HOJE É ANIVERSÁRIO DO BLOGUEIRO ALAN GONÇALVES: 37 ANOS DE VIDA E UMA HISTÓRIA DE FÉ, LUTA E MILAGRE

 
Hoje, 13 de julho de 2026, completo 37 anos de vida. Mais do que celebrar um aniversário, celebro a graça de estar vivo.

Minha história começou antes mesmo do meu nascimento.

No dia 12 de julho de 1989, minha mãe estava grávida de mim, já com nove meses de gestação, quando foi a um supermercado em Niterói. De repente, o local foi palco de um assalto que terminou em intenso tiroteio entre seguranças e criminosos.

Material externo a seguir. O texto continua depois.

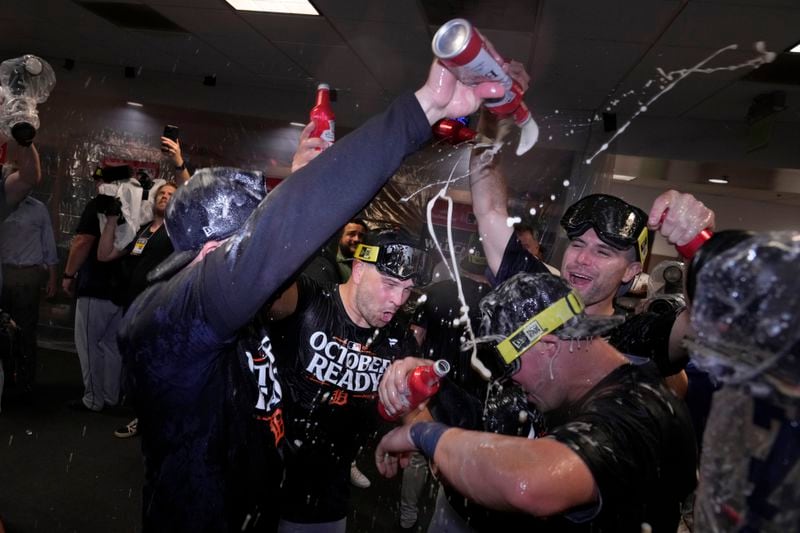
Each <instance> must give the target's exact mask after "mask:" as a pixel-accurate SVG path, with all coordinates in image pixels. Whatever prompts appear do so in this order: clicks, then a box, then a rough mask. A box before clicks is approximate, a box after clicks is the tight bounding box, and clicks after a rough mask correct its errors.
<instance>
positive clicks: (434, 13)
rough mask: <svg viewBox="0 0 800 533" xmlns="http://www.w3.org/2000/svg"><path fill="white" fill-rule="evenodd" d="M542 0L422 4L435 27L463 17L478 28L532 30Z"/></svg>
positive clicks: (423, 7)
mask: <svg viewBox="0 0 800 533" xmlns="http://www.w3.org/2000/svg"><path fill="white" fill-rule="evenodd" d="M538 3H539V2H538V0H525V1H524V2H519V1H515V0H480V1H479V0H422V1H421V4H422V8H423V9H424V10H425V15H426V16H427V17H428V23H429V24H430V25H431V26H433V27H434V28H433V30H434V31H436V29H438V28H439V26H441V25H442V24H444V23H445V22H447V21H448V20H450V19H453V18H456V17H459V18H465V19H467V20H469V21H470V22H472V23H473V24H474V25H475V26H477V27H478V29H486V30H504V31H518V32H523V33H530V32H532V31H533V28H534V27H535V22H536V12H537V9H538Z"/></svg>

Em meio ao desespero, ela se refugiou em uma valeta de esgoto para tentar sobreviver. Segundo ela sempre me contou, os criminosos chegaram a procurá-la para matá-la como "queima de arquivo". A tragédia só não aconteceu porque eles já estavam sem munição e outra arma falhou.

Ela escapou com vida.

Após o ocorrido, foi levada para um hospital, onde começou a sentir as dores do parto. Porém, acabou sendo informada de que não poderia ser atendida por não ser moradora de Niterói.

No dia seguinte, 13 de julho de 1989, às 10 horas da manhã, ela chegou a Bom Jesus do Itabapoana. Às 14h40, nasci no Hospital São Vicente de Paulo.

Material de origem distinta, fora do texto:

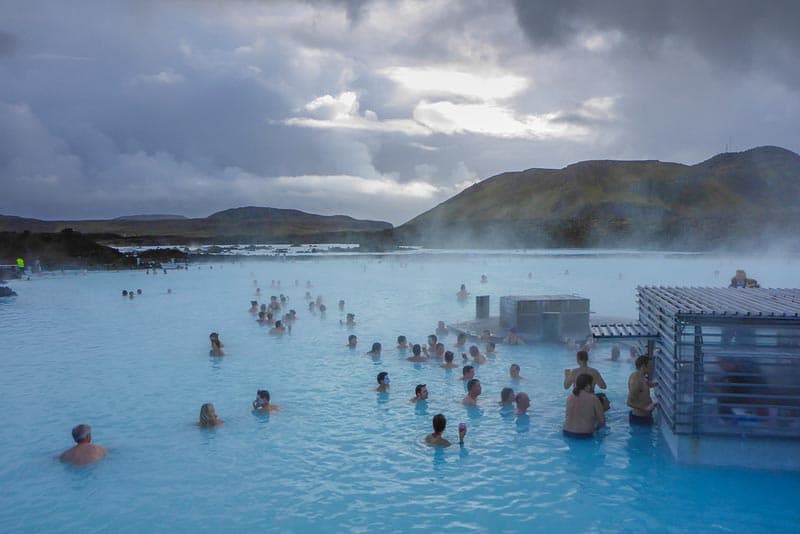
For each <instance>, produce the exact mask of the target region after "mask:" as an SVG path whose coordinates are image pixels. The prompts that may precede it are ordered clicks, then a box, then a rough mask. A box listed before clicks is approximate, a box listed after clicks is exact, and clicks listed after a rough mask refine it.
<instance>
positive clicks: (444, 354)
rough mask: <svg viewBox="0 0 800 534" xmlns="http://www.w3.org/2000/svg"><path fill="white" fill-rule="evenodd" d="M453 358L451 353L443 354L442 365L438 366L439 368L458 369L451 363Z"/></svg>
mask: <svg viewBox="0 0 800 534" xmlns="http://www.w3.org/2000/svg"><path fill="white" fill-rule="evenodd" d="M453 357H454V354H453V352H452V351H449V350H448V351H447V352H445V353H444V363H443V364H442V365H440V366H439V367H441V368H443V369H455V368H456V367H458V364H457V363H454V362H453Z"/></svg>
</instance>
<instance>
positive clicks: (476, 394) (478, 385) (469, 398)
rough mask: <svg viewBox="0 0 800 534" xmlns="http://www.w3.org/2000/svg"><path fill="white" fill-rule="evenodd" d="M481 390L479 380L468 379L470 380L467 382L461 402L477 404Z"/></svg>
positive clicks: (477, 404) (471, 404)
mask: <svg viewBox="0 0 800 534" xmlns="http://www.w3.org/2000/svg"><path fill="white" fill-rule="evenodd" d="M481 391H482V390H481V381H480V380H478V379H477V378H472V379H470V381H469V382H467V394H466V395H465V396H464V400H462V401H461V404H463V405H464V406H477V405H478V397H479V396H480V394H481Z"/></svg>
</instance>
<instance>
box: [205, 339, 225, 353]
mask: <svg viewBox="0 0 800 534" xmlns="http://www.w3.org/2000/svg"><path fill="white" fill-rule="evenodd" d="M208 355H209V356H225V351H224V350H222V343H221V342H220V340H219V339H212V340H211V350H210V351H208Z"/></svg>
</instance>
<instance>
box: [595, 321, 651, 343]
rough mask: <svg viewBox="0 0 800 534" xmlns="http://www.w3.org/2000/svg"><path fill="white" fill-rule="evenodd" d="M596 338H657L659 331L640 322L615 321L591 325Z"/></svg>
mask: <svg viewBox="0 0 800 534" xmlns="http://www.w3.org/2000/svg"><path fill="white" fill-rule="evenodd" d="M591 329H592V337H594V338H595V339H655V338H657V337H658V333H657V332H651V331H649V330H648V329H647V328H646V327H644V326H643V325H641V324H640V323H613V324H593V325H591Z"/></svg>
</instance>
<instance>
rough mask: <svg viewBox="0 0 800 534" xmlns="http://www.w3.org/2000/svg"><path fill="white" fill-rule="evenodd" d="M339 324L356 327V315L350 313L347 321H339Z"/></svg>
mask: <svg viewBox="0 0 800 534" xmlns="http://www.w3.org/2000/svg"><path fill="white" fill-rule="evenodd" d="M339 324H344V325H346V326H355V325H356V314H355V313H348V314H347V320H346V321H344V322H342V320H341V319H339Z"/></svg>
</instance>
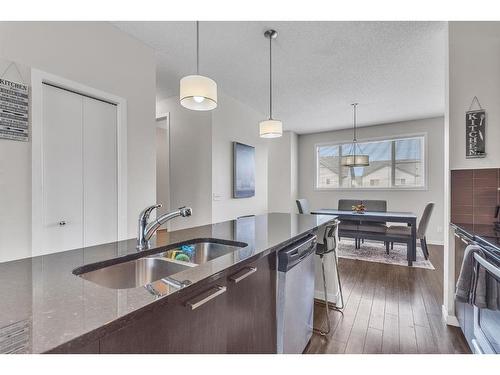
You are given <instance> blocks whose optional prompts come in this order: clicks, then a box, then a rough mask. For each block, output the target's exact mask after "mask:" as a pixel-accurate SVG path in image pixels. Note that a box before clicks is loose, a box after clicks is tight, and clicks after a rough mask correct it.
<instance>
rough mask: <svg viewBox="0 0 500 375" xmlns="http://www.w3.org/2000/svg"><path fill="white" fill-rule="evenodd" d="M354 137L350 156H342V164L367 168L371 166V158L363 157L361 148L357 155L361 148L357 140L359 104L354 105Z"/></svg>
mask: <svg viewBox="0 0 500 375" xmlns="http://www.w3.org/2000/svg"><path fill="white" fill-rule="evenodd" d="M351 105H352V112H353V123H354V129H353V137H352V147H351V150H350V152H349V154H348V155H346V156H342V158H341V160H340V163H341V164H342V166H344V167H367V166H369V165H370V157H369V156H368V155H363V153H362V152H361V148H359V151H360V153H359V154H358V153H356V148H358V147H359V145H358V140H357V138H356V110H357V108H358V103H353V104H351Z"/></svg>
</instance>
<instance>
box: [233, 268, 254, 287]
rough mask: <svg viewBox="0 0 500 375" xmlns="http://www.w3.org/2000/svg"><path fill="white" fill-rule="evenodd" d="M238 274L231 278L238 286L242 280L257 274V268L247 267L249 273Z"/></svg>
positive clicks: (234, 274)
mask: <svg viewBox="0 0 500 375" xmlns="http://www.w3.org/2000/svg"><path fill="white" fill-rule="evenodd" d="M241 272H242V271H240V272H237V273H235V274H234V275H232V276H230V277H229V280H231V281H232V282H233V283H235V284H237V283H239V282H240V281H241V280H243V279H246V278H247V277H248V276H250V275H251V274H252V273H255V272H257V267H247V271H246V272H245V273H243V274H242V273H241Z"/></svg>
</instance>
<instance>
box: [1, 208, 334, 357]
mask: <svg viewBox="0 0 500 375" xmlns="http://www.w3.org/2000/svg"><path fill="white" fill-rule="evenodd" d="M334 219H335V218H334V217H332V216H328V215H326V216H322V215H298V214H278V213H272V214H267V215H259V216H255V217H247V218H242V219H239V220H232V221H227V222H222V223H217V224H211V225H205V226H200V227H195V228H190V229H184V230H179V231H174V232H170V233H167V235H166V236H165V238H162V239H161V240H158V241H156V242H157V243H154V244H153V246H152V248H151V249H148V250H146V251H143V252H140V253H138V252H137V250H136V240H135V239H131V240H126V241H120V242H115V243H109V244H104V245H98V246H93V247H88V248H82V249H75V250H70V251H65V252H60V253H55V254H50V255H45V256H39V257H34V258H27V259H22V260H17V261H12V262H6V263H2V264H0V281H1V283H0V299H1V301H2V303H1V308H0V345H3V347H4V348H5V347H7V346H8V345H11V347H12V348H15V349H16V350H13V351H17V352H24V353H45V352H49V353H150V352H155V353H171V352H172V353H173V352H199V353H204V352H215V353H226V352H273V350H275V336H276V332H275V331H276V329H275V327H276V325H275V324H276V323H275V311H276V310H275V307H276V306H275V286H276V284H275V283H276V269H275V258H276V257H275V254H276V251H278V250H280V249H282V248H283V247H285V246H287V245H289V244H291V243H293V242H295V241H296V240H298V239H300V238H302V237H304V236H305V235H307V234H309V233H312V232H315V231H317V230H318V228H319V227H321V226H322V225H325V224H327V223H329V222H331V221H333V220H334ZM211 239H212V240H213V239H216V240H221V241H222V242H224V241H233V242H237V243H240V246H241V247H240V248H238V249H237V250H235V251H233V252H231V253H228V254H225V255H222V256H220V257H217V258H215V259H212V260H210V261H208V262H206V263H203V264H199V265H197V266H194V267H189V268H188V269H186V270H183V271H181V272H179V273H178V274H175V275H173V279H175V280H178V281H181V282H182V284H181V285H176V284H175V283H172V284H165V283H162V284H161V285H158V286H157V287H155V286H154V285H153V287H154V288H153V289H154V293H152V291H151V288H145V287H144V286H140V287H136V288H129V289H111V288H106V287H104V286H100V285H98V284H96V283H94V282H91V281H88V280H85V279H83V278H82V277H80V276H78V275H75V274H74V272H75V270H78V269H80V270H82V267H83V269H86V268H88V270H92V269H97V268H100V267H102V266H108V265H112V264H115V263H121V262H124V261H128V260H132V259H136V258H139V257H143V256H147V255H153V254H156V253H160V252H164V251H166V250H168V249H174V248H178V247H179V246H181V245H182V244H184V243H194V242H200V241H206V240H211ZM89 265H90V266H89ZM256 265H257V266H256ZM254 268H255V269H256V270H258V272H256V273H255V275H254V276H252V277H254V279H255V281H253V284H250V281H249V282H246V283H243V282H242V283H238V284H235V285H237V286H238V287H239V288H240V289H238V290H237V289H235V288H234V287H233V286H231V287H229V286H227V293H224V295H223V297H222V298H217V299H214V301H213V302H211V303H207V304H206V305H204V306H202V307H201V308H199V309H196V310H194V309H189V308H188V306H187V305H188V302H187V301H192V300H193V299H196V298H198V301H200V299H199V296H202V297H203V293H207V292H208V291H210V290H213V289H214V288H226V284H228V283H229V281H228V280H230V279H231V278H233V279H235V278H236V279H238V277H235V275H236V276H238V275H242V274H245V272H246V270H249V269H254ZM248 279H249V280H250V277H248ZM153 284H154V283H153ZM252 285H253V286H252ZM202 300H203V298H202ZM249 309H253V310H252V311H250V310H249ZM194 312H196V316H194V315H193V318H192V319H191V318H190V315H189V314H190V313H193V314H194ZM259 312H260V313H259ZM249 319H250V321H249ZM258 319H260V320H258ZM219 323H220V324H219ZM221 327H224V330H226V331H224V332H223V330H222V328H221ZM230 327H233V330H232V331H231V332H229V328H230ZM256 329H261V330H263V331H262V332H267V336H266V337H264V339H265V340H264V341H265V342H263V343H262V345H263V346H262V347H259V345H260V344H259V340H262V338H260V337H256V336H259V335H258V334H257V335H255V334H254V335H250V337H249V340H253V341H249V342H241V337H246V336H247V334H248V333H249V332H254V331H255V330H256ZM252 336H253V337H252ZM269 340H271V342H270V343H269ZM190 344H191V345H190ZM0 348H1V346H0Z"/></svg>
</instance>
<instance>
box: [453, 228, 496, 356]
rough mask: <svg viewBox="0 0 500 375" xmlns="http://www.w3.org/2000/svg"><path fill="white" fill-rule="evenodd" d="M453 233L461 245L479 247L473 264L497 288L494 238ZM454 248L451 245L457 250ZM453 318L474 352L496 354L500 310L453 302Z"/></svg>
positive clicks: (475, 353)
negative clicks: (458, 326)
mask: <svg viewBox="0 0 500 375" xmlns="http://www.w3.org/2000/svg"><path fill="white" fill-rule="evenodd" d="M455 236H456V237H457V238H458V239H459V241H460V242H462V243H463V245H462V246H461V247H460V248H461V250H462V251H463V250H464V248H465V246H467V245H470V244H475V245H478V246H480V247H481V250H482V254H479V253H475V254H474V259H475V262H476V267H483V268H484V270H485V272H486V273H487V275H488V277H489V278H490V282H491V283H495V282H496V283H497V284H496V288H500V250H499V247H498V245H497V241H498V238H495V237H491V236H490V237H488V236H485V237H484V238H483V237H481V236H471V235H470V234H467V233H465V232H463V231H460V230H458V229H456V230H455ZM457 249H458V247H457V246H456V247H455V251H457ZM456 313H457V319H458V321H459V323H460V327H461V328H462V330H463V332H464V335H465V337H466V339H467V342H468V343H469V346H470V347H471V349H472V351H473V352H474V353H475V354H500V310H499V309H498V306H497V308H479V307H477V306H475V305H469V304H465V303H458V302H457V303H456Z"/></svg>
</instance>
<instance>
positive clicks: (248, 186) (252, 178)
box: [233, 142, 255, 198]
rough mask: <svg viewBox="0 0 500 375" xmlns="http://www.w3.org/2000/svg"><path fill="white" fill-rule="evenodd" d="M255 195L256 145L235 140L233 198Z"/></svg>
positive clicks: (233, 150)
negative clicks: (245, 143) (253, 144)
mask: <svg viewBox="0 0 500 375" xmlns="http://www.w3.org/2000/svg"><path fill="white" fill-rule="evenodd" d="M253 196H255V147H252V146H249V145H245V144H243V143H239V142H233V198H249V197H253Z"/></svg>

Mas o nascimento foi apenas o começo de outra grande batalha.

Eu não chorei ao nascer. Permaneci internado no hospital com diversas complicações de saúde, entre elas sopro no coração, bronquite e outros problemas que colocavam minha vida em risco. O hospital não possuía UTI Neonatal, e uma estrutura improvisada foi montada para tentar salvar minha vida.

Foram meses de luta.

Descobri mais tarde que sou careca porque, devido ao meu estado crítico, o único lugar onde conseguiam encontrar uma veia para administrar soro era na cabeça.

Com o passar dos dias, meu quadro continuava gravíssimo.

Na noite de 11 de outubro de 1989, os médicos disseram à minha família que não havia mais o que fazer. Sem reação, eu estava por um fio, e a equipe médica informou que desligaria os aparelhos da UTI Neonatal improvisada.

Foi então que aconteceu o momento que mudou a minha história.

Ao meio-dia do dia 12 de outubro de 1989, Dia de Nossa Senhora Aparecida, uma cavalgada passou em frente ao Hospital São Vicente de Paulo levando uma imagem peregrina da Padroeira do Brasil em uma carroça.

Minha mãe ajoelhou-se e fez uma promessa.

Pediu a Nossa Senhora Aparecida que intercedesse pela minha vida. Prometeu que, se eu fosse curado, me levaria ao Santuário de Aparecida quando eu completasse 12 anos e que eu distribuiria balas de São Cosme e Damião.

Segundo ela, naquele mesmo dia aconteceu aquilo que todos consideravam impossível.

Depois de quase três meses sem sequer chorar desde o nascimento, eu dei o choro mais forte de todo o hospital.

Médicos, enfermeiros e outras pessoas correram para ver o que havia acontecido. Aquela criança que ninguém acreditava que sairia viva do Hospital São Vicente de Paulo reagia diante dos olhos de todos.

Hoje, 37 anos depois, olho para trás com gratidão.

Independentemente da forma como cada pessoa interpreta essa história, para mim ela sempre será um testemunho do amor incondicional de uma mãe, da força da esperança e da fé que sustentou minha família nos momentos mais difíceis.

Obrigado, meu Deus, por mais um ano de vida.

Obrigado, minha mãe, por nunca desistir de mim.

E obrigado a todos que, de alguma forma, fizeram parte dessa história.

Parabéns para mim pelos meus 37 anos! Toda honra e toda glória sejam dadas a Deus.